Director of the Whitney Laboratory; Professor of Physiology and Functional Genomics, Neuroscience and Zoology

paa@whitney.ufl.edu

Structure and Function of Ion Channels NSF funded

Research in our lab is focused on factors that control the excitability of cells. Much of our work has focused on ion channels; proteins that control the movement of sodium, calcium and potassium through cell membranes, thereby producing nerve spikes and other electrical events. Our specific approach to this broad field has been to take advantage of the information that can be gleaned from a structural and functional comparison of equivalent channels in mammals and in lower invertebrates, such as jellyfish.

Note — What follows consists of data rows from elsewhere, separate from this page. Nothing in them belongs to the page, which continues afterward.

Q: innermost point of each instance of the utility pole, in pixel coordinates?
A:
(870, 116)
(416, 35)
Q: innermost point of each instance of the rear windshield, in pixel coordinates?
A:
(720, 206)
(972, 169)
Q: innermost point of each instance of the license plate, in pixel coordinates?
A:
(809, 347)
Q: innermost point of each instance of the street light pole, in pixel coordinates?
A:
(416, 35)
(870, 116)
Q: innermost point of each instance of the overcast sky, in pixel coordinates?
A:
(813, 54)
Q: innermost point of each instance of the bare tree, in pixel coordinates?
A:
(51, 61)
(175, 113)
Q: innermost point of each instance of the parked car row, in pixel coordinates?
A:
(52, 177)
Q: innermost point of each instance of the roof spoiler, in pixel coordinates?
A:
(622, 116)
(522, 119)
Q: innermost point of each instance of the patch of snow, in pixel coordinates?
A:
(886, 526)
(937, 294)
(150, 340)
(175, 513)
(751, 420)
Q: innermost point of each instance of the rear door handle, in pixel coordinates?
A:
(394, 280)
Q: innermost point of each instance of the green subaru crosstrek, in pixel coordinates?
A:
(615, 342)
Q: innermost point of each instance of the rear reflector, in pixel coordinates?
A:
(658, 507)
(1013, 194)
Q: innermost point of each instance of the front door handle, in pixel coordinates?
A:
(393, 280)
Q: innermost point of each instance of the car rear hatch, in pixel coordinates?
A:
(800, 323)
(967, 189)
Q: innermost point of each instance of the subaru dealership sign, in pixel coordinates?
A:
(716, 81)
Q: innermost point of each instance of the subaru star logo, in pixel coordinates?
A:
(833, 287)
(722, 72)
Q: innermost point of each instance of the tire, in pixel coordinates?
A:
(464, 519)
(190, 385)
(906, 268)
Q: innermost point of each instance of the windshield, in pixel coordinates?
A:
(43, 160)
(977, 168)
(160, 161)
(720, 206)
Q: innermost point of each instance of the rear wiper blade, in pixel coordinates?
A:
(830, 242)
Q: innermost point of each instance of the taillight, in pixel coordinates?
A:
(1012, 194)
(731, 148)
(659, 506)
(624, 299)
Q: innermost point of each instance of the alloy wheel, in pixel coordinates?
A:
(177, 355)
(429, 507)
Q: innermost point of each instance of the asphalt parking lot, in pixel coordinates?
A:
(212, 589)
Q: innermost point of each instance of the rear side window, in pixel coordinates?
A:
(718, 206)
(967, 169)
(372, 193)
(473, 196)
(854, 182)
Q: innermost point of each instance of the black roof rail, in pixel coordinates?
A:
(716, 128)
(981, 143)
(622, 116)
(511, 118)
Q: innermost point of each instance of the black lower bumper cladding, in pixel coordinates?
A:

Recently, this interest in cellular excitability directed us to study the factors responsible for regulating the excitability of one of the most complex and interesting of all animal cells: the sting cells of jellyfish and other members of the Phylum Cnidaria. A second project that builds on the theme of electrical excitability is to develop ways to tether ion channels onto transistor chips, with a view to using such devices as monitors of environmental toxins and other factors.

Current Projects

Cnidocytes or sting cells are exceedingly complex cells, perhaps the most complex cells of any animal. As such, they are likely to be energetically expensive for the animal to make, particularly since they can be used only once. Not surprisingly, the discharge or firing of these cells is tightly regulated so that they only discharge at the correct time. We are studying how these cells receive and process the chemosensory information that tells them the tentacle has made contact with potential prey. We do so by using a variety of electrophysiological, cell biological and molecular biological approaches.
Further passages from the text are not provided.